Emissionsvolumen 250 bis 300 Mio. EUR*

Konsortium

Deutsche Bank; ferner HSBC, I-Bankers, Montana Partners

Free Float

max. 76 %*

Internet

www.helikosgroup.com

*) inklusive Greenshoe, Gründer- und Publikumsaktien

Interview mit Georg Hansel, Head of Capital Equity Markets, Deutsche Bank

GoingPublic: Herr Hansel, für die gemeinhin „kritischen” deutschen Anleger ist ein SPAC noch etwas gewöhnungsbedürftig. Können Sie die Bedenken zerstreuen?
Hansel: Weltweit gibt es schon rund 180 SPACs, einige davon bereits mit einem erfolgreichen Unternehmenskauf. Nur zwei oder drei sind rein europäische SPACs, die auch an europäische Investoren verkauft wurden. Das Produkt selbst entwickelt sich evolutionär weiter. Daher bin ich ganz zuversichtlich, dass SPACs sowohl bei Investoren als auch bei Zielgesellschaften mehr und mehr Akzeptanz finden und wir auch in Europa noch einige SPAC-Transaktionen sehen werden.

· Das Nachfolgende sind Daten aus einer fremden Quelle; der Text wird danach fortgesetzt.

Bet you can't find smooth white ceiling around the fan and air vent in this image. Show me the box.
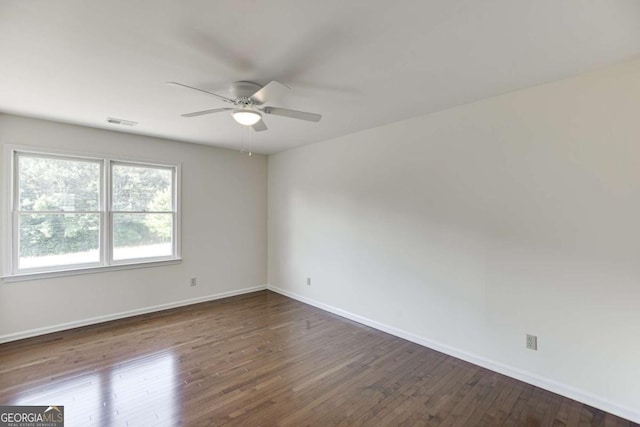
[0,0,640,153]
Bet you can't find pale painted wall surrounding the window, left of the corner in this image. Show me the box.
[0,114,267,341]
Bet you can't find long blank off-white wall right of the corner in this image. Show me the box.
[268,62,640,422]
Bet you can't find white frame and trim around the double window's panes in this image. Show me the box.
[2,145,181,282]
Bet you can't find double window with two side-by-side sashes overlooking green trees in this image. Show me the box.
[9,150,178,275]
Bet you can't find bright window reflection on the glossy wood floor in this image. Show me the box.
[11,353,180,427]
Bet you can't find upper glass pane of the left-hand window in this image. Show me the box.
[18,155,100,211]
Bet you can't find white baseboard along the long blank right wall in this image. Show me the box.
[267,285,640,423]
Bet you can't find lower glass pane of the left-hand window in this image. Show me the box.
[18,213,100,269]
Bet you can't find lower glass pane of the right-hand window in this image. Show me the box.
[113,213,173,260]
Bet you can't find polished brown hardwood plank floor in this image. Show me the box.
[0,291,637,427]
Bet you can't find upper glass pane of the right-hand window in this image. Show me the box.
[112,164,173,212]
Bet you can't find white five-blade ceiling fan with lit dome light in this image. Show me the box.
[167,80,322,132]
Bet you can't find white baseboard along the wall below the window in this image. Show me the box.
[0,285,267,344]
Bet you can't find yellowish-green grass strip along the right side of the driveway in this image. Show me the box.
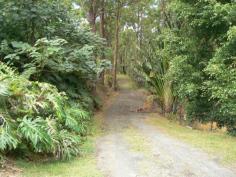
[146,114,236,165]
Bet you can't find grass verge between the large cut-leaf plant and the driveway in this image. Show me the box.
[16,115,103,177]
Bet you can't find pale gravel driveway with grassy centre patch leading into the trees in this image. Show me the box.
[97,76,236,177]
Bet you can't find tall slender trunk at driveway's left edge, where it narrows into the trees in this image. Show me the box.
[112,1,121,90]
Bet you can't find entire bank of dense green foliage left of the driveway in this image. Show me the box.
[0,0,110,162]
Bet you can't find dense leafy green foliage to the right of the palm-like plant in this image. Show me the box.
[166,1,236,133]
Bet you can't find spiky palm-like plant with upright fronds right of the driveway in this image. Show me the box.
[140,39,174,113]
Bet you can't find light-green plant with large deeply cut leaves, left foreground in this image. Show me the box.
[0,63,89,158]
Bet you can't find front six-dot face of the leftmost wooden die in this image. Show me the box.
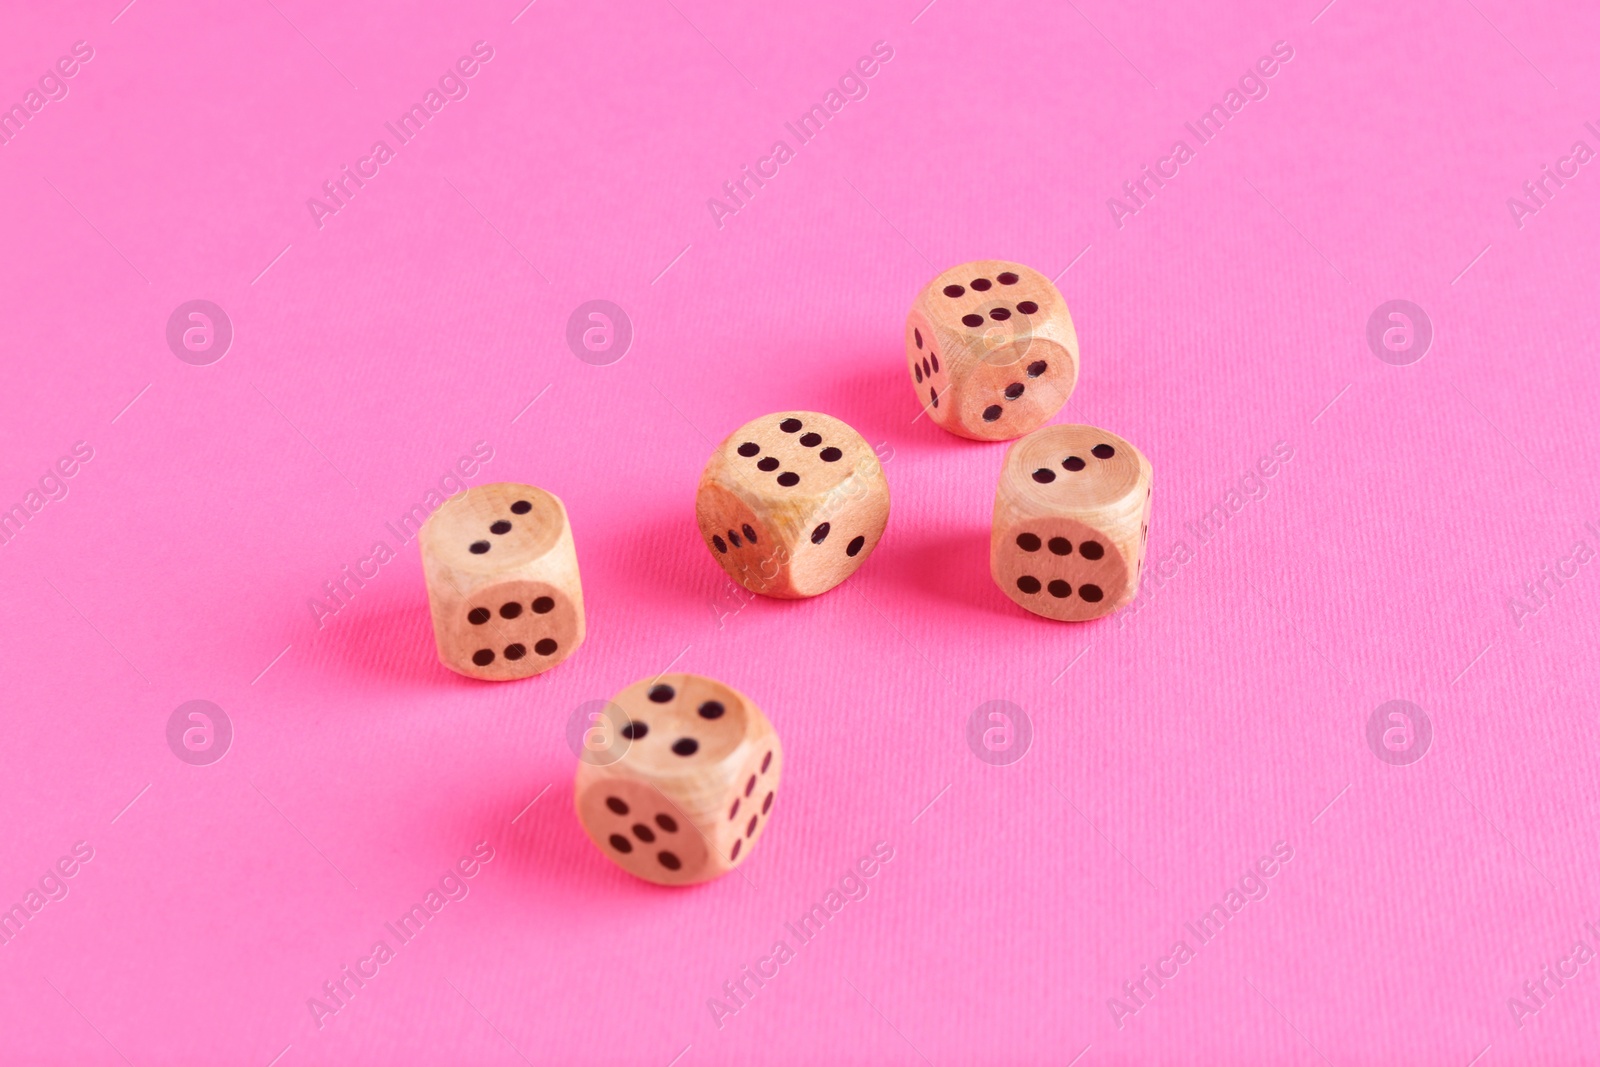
[434,581,582,681]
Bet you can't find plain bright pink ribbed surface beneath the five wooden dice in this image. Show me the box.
[0,0,1600,1067]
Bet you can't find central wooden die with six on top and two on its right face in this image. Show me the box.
[694,411,890,600]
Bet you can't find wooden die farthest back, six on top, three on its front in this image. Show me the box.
[906,259,1078,442]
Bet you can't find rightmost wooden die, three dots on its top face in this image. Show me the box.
[989,426,1150,621]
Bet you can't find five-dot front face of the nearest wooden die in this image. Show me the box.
[578,777,710,886]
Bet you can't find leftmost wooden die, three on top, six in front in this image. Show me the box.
[419,482,584,681]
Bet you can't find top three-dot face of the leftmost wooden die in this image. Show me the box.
[422,482,566,574]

GoingPublic: Ist das Produkt SPAC nicht zu abstrakt, als dass es eine Richtung für den diesjährigen IPO-Markt vorgeben könnte?
Hansel:
Rein technisch handelt es sich um einen Börsengang, ein IPO. Insgesamt ist ein SPAC aber ein sehr spezielles Produkt mit einem eigenen Charakter. Daher sehe ich Helikos nicht unbedingt als „Eisbrecher“ für den hiesigen IPO-Markt. Wir sehen jedoch großes Interesse möglicher Emittenten an Börsengängen, so dass ich ein gutes IPO-Jahr 2010 erwarte.